まず最初に、マザーボード上のBIOSは、アドインカードのベンダIDを2回読み出します。
その次は、アドレス8番にある、クラスコード等を読み出しに来ます。
クラスコードというのは、アドインカードの種類を知らせる番号です。
もしPCI ExpressのスロットにささっているのがVGA互換のビデオカードならば、マザーボードに内蔵のビデオチップを無効にしてPCI Expressのビデオ出力を使うようにするため、BIOSの中でそういう処理をしているのでしょう。
次に、0x34番にある「Capability Register Pointer」というレジスタを読み出しています。
このポインタは、PCIで後から拡張された機能に関するコンフィギュレーションレジスタの位置を指し示すポインタです。
これはPCIではオプションだったようで、PCIではこのレジスタが存在するかどうかはステータスレジスタを読まなければならなかったのですが、PCI Expressでは必ず実装することになっています。したがって、BIOSはステータスレジスタを調べもせず、いきなり「Capability Register Pointer」を読みに来ます。

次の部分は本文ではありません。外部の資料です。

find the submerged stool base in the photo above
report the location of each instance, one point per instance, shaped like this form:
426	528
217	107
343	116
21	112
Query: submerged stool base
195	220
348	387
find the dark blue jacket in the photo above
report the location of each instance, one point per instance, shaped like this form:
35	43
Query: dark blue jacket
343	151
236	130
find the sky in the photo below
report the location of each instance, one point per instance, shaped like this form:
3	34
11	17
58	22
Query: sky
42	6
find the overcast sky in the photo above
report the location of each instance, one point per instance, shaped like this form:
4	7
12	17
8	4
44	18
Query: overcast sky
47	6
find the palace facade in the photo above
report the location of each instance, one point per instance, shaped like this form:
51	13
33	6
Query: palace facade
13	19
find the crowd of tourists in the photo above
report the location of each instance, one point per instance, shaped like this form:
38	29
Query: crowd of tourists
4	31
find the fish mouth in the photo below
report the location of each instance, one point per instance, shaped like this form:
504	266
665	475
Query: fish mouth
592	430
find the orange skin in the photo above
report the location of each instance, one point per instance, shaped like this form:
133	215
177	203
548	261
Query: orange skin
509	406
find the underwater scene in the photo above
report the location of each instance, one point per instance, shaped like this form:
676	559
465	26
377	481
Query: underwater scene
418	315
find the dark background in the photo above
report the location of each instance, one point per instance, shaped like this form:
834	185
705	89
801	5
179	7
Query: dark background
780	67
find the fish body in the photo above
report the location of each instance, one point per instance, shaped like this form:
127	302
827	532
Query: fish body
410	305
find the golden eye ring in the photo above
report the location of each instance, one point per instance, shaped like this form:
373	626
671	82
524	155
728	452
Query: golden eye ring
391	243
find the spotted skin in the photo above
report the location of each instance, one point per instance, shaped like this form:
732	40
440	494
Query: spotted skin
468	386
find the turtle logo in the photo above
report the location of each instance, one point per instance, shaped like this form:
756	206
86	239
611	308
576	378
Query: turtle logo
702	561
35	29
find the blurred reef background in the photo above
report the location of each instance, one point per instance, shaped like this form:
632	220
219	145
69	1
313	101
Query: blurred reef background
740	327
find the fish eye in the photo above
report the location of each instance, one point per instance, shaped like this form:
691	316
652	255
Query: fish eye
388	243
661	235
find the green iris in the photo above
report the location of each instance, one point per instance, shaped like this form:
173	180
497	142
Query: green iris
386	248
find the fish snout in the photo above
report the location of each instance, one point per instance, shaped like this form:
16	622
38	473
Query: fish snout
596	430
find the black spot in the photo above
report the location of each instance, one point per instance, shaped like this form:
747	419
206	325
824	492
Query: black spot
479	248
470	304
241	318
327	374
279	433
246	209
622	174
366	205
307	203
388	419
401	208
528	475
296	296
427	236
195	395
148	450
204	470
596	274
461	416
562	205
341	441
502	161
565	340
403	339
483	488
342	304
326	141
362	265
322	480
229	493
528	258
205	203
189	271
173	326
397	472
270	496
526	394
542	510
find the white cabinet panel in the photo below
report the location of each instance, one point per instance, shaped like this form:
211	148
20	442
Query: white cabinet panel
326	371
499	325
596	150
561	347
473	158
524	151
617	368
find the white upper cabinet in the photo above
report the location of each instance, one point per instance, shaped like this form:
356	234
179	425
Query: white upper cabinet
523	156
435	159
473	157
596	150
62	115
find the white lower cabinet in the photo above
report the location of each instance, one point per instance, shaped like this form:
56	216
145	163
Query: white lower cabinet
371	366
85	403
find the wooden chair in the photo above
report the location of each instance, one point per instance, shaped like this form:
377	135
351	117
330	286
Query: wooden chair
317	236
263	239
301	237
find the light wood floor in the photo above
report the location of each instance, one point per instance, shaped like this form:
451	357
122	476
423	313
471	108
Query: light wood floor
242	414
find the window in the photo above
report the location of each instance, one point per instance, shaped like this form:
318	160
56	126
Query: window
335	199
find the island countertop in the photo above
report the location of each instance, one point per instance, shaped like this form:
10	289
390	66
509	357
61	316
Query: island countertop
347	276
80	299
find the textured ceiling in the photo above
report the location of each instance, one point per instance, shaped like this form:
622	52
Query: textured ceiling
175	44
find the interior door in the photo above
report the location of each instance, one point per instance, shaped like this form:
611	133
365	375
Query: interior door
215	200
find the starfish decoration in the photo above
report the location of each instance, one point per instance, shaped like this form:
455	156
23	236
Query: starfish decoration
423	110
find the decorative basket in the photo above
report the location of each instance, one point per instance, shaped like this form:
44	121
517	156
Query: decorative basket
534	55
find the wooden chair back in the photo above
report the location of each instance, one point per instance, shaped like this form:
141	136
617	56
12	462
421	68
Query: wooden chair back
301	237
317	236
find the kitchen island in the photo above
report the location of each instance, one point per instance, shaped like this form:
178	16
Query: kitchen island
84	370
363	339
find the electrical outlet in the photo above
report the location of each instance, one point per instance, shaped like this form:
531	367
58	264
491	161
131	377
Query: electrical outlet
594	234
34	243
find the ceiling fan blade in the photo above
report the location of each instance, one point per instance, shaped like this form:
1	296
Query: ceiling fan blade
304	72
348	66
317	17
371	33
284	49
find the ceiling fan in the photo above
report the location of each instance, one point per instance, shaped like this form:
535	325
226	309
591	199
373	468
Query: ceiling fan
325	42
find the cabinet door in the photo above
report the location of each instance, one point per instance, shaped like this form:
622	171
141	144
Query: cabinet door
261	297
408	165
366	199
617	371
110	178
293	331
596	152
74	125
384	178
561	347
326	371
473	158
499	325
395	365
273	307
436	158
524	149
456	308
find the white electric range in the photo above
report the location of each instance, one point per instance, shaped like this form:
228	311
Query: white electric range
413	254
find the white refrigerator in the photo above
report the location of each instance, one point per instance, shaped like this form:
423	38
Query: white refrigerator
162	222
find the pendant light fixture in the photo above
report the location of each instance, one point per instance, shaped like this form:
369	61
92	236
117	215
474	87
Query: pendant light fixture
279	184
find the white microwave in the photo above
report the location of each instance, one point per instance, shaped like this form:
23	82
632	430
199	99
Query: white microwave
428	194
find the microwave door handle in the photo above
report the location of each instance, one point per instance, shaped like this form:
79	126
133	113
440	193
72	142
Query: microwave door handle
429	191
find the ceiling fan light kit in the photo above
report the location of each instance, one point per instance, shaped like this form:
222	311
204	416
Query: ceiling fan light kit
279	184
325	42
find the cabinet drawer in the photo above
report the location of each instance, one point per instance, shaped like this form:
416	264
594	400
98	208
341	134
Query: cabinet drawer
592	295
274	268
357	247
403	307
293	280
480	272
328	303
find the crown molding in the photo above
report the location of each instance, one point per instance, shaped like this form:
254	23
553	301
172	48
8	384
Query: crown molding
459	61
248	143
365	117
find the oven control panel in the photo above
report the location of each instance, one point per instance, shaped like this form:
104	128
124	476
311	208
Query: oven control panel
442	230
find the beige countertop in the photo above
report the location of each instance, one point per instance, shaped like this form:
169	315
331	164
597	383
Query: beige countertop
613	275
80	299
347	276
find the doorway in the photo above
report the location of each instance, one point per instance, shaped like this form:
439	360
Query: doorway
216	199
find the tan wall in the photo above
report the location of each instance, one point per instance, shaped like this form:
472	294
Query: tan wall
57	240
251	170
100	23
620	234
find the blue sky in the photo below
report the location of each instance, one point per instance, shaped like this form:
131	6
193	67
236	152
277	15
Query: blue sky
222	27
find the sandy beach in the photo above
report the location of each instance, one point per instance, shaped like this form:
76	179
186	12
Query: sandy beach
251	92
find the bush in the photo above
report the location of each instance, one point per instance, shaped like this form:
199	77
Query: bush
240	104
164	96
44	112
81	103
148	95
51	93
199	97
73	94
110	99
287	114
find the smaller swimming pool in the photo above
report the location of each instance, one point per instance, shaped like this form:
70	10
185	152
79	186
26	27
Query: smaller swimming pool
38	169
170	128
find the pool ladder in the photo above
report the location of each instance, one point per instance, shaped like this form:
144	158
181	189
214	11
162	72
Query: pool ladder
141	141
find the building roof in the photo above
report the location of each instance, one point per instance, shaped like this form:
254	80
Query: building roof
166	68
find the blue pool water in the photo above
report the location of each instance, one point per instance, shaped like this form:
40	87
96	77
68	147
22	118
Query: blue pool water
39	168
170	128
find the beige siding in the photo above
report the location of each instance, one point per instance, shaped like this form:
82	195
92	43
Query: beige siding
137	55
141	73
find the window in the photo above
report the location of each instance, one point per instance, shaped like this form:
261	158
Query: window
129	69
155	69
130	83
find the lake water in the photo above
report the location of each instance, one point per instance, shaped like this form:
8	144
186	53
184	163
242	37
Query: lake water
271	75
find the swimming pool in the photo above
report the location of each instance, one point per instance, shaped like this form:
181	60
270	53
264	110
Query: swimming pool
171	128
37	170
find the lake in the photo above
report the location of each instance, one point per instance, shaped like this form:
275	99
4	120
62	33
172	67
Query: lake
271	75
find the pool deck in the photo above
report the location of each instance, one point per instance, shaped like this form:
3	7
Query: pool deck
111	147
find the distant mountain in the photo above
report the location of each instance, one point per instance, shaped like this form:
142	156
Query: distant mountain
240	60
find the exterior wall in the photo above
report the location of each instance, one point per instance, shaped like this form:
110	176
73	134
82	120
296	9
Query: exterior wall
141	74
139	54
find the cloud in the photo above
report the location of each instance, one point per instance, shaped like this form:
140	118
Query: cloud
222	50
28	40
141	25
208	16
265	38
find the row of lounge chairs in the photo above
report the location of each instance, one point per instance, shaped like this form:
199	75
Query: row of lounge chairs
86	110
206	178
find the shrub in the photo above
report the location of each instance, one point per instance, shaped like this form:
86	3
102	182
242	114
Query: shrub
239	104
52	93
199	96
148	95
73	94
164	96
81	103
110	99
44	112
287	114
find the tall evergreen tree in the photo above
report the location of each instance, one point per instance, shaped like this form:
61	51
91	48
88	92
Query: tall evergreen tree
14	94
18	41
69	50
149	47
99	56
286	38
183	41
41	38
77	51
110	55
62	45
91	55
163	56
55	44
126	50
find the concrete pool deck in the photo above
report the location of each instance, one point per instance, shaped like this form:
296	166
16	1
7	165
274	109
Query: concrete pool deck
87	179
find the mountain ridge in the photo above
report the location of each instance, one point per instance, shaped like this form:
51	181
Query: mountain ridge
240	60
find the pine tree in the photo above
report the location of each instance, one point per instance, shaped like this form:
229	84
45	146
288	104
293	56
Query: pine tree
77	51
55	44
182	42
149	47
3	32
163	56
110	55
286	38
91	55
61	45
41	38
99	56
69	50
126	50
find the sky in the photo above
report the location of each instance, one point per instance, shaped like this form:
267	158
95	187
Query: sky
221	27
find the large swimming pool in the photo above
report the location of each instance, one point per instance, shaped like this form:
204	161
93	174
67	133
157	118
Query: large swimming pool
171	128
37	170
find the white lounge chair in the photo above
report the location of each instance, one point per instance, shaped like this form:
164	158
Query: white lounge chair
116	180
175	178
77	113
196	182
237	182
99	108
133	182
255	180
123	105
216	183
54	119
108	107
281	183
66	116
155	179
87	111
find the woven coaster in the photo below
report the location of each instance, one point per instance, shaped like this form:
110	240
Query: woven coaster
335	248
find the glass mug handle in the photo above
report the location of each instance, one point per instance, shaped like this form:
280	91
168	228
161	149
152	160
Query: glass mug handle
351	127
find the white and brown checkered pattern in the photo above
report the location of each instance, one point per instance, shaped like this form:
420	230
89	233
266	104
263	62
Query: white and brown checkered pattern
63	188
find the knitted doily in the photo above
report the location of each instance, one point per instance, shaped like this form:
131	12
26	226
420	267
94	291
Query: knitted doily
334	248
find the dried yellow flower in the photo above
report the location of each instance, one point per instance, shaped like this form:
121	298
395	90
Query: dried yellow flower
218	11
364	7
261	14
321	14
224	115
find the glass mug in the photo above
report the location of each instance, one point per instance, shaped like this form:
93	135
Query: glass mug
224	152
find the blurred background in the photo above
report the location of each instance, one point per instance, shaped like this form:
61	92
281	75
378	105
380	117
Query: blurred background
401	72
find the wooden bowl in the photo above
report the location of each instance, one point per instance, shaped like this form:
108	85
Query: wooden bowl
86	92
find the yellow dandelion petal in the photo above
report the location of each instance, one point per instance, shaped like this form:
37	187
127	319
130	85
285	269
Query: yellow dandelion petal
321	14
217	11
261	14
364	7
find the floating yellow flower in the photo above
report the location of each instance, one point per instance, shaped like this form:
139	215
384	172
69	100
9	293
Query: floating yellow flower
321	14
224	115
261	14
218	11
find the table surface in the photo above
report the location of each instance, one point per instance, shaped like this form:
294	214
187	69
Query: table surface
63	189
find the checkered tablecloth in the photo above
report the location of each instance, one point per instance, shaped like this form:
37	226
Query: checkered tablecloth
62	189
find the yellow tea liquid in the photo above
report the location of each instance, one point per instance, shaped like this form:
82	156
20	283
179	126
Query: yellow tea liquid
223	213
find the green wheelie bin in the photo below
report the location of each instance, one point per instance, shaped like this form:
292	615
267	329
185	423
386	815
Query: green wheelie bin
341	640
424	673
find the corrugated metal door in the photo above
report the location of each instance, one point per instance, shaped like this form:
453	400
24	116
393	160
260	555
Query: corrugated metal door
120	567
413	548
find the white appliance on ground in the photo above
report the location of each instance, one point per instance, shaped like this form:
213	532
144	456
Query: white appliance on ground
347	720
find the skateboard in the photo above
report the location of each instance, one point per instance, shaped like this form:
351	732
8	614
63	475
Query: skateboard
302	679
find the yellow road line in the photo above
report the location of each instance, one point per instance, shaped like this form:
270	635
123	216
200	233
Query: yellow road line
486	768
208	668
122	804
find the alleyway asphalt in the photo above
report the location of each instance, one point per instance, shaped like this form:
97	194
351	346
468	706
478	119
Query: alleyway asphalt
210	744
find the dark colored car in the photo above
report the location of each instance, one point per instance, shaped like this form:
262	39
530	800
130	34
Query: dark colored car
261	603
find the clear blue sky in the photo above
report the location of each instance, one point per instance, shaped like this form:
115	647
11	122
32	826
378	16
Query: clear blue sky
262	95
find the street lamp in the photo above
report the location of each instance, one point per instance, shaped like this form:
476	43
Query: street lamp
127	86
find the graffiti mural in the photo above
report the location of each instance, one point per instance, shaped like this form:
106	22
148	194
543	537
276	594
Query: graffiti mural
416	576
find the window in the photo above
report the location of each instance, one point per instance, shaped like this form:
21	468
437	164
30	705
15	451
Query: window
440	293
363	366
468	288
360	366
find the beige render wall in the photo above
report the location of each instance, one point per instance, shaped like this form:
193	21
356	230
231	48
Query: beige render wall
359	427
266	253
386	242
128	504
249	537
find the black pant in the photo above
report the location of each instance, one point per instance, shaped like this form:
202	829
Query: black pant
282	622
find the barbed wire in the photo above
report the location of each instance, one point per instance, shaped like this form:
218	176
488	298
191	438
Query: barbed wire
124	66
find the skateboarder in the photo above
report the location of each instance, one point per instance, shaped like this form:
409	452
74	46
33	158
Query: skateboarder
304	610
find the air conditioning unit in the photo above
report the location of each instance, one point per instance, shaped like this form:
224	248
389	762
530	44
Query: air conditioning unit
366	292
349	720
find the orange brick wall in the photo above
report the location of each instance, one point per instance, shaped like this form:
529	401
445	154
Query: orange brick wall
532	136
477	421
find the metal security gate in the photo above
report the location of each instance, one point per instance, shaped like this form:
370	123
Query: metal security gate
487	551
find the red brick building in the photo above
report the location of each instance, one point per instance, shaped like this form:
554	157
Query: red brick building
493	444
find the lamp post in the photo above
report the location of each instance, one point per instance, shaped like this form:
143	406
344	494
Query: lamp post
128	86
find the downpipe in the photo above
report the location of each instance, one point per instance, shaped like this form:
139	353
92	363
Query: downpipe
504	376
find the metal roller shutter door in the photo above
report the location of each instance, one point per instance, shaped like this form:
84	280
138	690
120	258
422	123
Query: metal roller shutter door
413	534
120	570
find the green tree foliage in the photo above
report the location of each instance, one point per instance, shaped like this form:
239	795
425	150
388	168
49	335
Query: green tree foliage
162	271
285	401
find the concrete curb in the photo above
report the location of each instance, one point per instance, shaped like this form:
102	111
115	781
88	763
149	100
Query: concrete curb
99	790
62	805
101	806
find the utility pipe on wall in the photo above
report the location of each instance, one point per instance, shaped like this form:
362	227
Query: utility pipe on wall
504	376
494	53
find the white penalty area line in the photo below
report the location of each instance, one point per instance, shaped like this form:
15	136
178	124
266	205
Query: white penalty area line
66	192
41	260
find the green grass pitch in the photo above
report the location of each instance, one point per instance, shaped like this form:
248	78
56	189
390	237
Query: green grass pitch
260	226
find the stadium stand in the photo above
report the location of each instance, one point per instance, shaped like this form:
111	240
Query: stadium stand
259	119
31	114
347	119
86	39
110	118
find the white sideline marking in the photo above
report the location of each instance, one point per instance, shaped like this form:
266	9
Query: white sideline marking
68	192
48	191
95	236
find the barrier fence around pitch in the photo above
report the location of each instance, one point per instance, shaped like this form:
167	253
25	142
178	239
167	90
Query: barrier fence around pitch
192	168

このレジスタには、まず、PCI Expressの割り込みの仕組みである「MSI」のためのコンフィギュレーションレジスタのポインタを指し示しておきます。今回開発しているIPコアでは、0x60番に配置しておきました。
すると、BIOSは今度は0x60番のコンフィギュレーションレジスタを読みに来ます。
0x60番には「Power Management Capability Structure」へのポインタを書いておきます。
「Power Management・・」は、今回開発しているIPコアでは、0x70番に配置しておきました。
で、0x70番には次の「PCI Express Capability Structure」へのポインタを書いておきます。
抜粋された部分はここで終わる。